Abortion’s Selective Pressure on the American Electorate

by on June 29th, 2004

Currently tied for #11 on Blogdex, we find this statistical analysis of the effect of abortion on elections, which appears to be a relatively straightforward case of different reproductive rates. Republicans may have already increased their share of the electorate by 4%, and Democrats decreased theirs by 5%, as a result. And by 2020, those numbers may have tripled, giving Republicans a nationwide edge of nearly 3:2 (please note that this is an extrapolation, not a paraphrase from the article).

If they all vote, that is.
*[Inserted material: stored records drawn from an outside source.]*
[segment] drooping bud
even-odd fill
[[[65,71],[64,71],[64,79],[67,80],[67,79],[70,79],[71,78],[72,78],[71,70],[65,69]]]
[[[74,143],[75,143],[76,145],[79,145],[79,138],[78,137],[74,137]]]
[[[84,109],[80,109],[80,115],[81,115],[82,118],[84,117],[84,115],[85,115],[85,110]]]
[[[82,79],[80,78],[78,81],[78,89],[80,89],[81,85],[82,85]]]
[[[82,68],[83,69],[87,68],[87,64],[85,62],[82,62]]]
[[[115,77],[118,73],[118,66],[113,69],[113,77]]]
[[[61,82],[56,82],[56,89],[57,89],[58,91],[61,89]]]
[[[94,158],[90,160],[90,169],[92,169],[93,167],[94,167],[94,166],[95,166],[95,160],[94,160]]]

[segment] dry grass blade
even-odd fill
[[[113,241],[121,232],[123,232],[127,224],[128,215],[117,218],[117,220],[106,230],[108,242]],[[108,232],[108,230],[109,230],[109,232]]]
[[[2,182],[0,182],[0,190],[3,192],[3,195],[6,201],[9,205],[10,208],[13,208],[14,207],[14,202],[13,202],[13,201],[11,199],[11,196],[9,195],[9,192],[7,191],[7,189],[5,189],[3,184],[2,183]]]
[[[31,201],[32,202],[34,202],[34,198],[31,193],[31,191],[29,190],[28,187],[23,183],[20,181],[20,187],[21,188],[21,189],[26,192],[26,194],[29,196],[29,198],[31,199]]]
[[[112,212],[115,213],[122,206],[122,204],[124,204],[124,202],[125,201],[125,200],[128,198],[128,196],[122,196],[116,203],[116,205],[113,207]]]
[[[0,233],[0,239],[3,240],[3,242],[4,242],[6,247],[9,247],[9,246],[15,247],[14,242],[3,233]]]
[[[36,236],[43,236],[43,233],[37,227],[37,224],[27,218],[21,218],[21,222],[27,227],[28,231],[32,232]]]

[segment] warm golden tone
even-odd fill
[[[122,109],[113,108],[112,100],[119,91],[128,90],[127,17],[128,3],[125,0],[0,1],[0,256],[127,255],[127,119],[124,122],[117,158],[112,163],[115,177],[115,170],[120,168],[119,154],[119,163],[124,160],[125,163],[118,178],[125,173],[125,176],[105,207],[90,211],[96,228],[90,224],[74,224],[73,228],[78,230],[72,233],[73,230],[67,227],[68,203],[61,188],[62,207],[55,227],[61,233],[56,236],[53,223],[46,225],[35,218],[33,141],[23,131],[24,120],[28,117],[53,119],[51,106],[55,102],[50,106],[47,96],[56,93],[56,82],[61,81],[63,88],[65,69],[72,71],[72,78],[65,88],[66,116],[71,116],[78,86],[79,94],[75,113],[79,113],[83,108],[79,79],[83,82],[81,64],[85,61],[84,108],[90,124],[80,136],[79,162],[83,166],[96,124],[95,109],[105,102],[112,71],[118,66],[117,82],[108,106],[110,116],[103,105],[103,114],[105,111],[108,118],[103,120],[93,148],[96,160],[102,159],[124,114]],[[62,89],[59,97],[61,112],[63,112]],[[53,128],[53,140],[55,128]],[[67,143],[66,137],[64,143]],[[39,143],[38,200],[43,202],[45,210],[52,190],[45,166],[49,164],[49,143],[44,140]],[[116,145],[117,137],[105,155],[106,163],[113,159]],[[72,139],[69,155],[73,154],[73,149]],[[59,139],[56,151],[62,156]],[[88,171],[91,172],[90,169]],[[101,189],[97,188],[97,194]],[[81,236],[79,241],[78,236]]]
Voter turnout in the 2000 Presidential election was only 51.3%, and in the 2002 Congressional election it was only 40.1%. With participation rates like that, a party could be as small as one-quarter of the population and still win consistently — if its adherents are motivated.

Now (via Instapundit) we find that Andrew Sullivan writes (with the word “fisking” in the link!):

“[Washington Post columnist] William Raspberry … should have the basic integrity to say that Moore’s movie is not just ‘sly’ but a fantastical piece of malevolent propaganda whose only connective thread is a pathological demonization of the President of the United States. Raspberry cannot have it both ways. And the fact that he tries to get away with it says a lot about how corrupted the left has become in our national discourse.”

Uh, OK. Corruption’s in the eye of the beholder, I guess. But if the left is experiencing a demographic decline — and it almost certainly is — then its easiest method of countering that decline may be to get its constituencies riled up so that they’ll go to the polls in disproportionate numbers. Human nature being what it is, Yeats‘ “The best lack all convictions, while the worst/Are full of passionate intensity” comes into play.

This is a somewhat testable hypothesis. If I’m right, rhetoric will become more strident, and undoubtedly more distateful to many people; but Democratic defeats will be fewer in number than a straight-line extrapolation of their support would predict.